While potential human health effects of marine plastic remain unknown, scientists already estimate that nearly half of all seabird species, all sea turtle species, and 22 species of marine mammals are harmed or killed by plastic waste, either from ingestion, entanglement or strangulation before the debris has been broken down into tiny fragments.

During their six-week transatlantic journey—the first of its kind—the couple will stop in Bermuda to lecture and to meet with U.S. Consul General Grace Shelton. On Jan. 28 they will set sail for the Azores through the Sargasso Sea, an elongated region in the middle of the North Atlantic surrounded by ocean currents which form another oceanic gyre. They expect to return to Santa Monica by mid-February.

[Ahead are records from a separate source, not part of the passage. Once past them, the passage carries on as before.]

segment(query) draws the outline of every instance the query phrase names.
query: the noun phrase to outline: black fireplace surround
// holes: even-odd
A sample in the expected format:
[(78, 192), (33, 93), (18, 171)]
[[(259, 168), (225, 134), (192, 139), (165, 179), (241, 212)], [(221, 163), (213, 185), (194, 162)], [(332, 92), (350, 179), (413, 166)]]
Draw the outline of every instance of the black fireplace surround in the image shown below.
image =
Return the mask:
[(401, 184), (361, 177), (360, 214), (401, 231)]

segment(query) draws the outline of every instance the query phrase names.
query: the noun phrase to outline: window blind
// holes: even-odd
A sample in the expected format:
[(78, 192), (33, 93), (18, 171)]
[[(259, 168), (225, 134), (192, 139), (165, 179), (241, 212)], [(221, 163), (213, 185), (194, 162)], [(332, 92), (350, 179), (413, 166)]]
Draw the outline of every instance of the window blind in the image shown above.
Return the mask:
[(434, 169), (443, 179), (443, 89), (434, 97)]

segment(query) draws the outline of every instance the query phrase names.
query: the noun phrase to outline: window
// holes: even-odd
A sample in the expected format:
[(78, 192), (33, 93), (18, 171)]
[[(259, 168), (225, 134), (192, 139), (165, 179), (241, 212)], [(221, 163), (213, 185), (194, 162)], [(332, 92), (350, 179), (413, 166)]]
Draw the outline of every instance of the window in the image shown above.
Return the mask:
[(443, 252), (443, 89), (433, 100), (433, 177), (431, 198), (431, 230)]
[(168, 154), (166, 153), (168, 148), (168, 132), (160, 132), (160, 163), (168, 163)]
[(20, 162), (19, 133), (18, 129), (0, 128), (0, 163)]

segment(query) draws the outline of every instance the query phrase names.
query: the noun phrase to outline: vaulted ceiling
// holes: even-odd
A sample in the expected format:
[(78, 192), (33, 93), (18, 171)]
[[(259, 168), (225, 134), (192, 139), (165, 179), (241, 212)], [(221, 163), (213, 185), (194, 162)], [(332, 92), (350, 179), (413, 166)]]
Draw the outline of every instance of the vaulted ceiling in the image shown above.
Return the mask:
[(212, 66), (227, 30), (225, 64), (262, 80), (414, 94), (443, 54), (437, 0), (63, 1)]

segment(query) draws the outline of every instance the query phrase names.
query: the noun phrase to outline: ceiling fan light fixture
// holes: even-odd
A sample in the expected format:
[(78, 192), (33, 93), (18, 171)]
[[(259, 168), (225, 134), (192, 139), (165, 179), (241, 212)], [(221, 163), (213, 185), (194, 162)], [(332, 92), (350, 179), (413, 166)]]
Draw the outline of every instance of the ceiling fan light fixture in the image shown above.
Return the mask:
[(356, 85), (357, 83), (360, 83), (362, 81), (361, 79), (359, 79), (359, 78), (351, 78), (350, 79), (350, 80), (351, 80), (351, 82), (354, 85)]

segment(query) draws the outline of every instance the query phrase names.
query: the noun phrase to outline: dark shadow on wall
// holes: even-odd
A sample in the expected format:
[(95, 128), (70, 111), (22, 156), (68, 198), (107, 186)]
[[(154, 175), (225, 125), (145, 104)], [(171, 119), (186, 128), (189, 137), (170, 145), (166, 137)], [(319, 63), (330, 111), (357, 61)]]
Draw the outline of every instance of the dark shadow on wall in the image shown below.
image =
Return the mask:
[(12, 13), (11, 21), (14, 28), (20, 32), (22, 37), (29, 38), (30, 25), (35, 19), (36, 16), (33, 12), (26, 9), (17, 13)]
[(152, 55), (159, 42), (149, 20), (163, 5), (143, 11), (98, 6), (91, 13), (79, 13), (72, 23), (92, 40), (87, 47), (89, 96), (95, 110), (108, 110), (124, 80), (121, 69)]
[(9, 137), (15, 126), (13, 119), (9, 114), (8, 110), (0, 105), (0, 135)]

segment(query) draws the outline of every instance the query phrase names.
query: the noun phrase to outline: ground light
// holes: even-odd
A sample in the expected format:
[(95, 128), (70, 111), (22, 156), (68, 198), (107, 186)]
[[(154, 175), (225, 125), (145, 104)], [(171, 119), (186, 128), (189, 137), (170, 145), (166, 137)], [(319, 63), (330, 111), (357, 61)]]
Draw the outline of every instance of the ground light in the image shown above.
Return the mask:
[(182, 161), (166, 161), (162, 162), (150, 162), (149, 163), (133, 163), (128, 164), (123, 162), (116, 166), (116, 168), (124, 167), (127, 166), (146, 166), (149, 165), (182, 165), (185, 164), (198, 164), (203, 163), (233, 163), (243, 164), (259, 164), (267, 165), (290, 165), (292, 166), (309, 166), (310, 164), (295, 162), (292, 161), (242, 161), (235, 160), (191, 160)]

In August, they will cross the South Atlantic Gyre, which stretches from Rio de Janeiro to Cape Town, South Africa. This is expected to be the first such voyage in some 30 years in the Southern Hemisphere.

Because plastic pollution at sea cannot be cleaned up by any practical means, society must stop the problem at its source, the researchers stress. They advocate legislation requiring companies to take responsibility for recovery and reuse of their products, including economic incentives to promote recovery and bans on single-use disposable products. Responsible legislation will also create tremendous opportunity for smart, innovative alternative products.

“We can’t recycle our way out of this mess, nor can we clean up what’s already out there,” Eriksen says. “We’re not looking at an accumulation of large chunks of plastic but a thin, diffuse soup of microparticles.”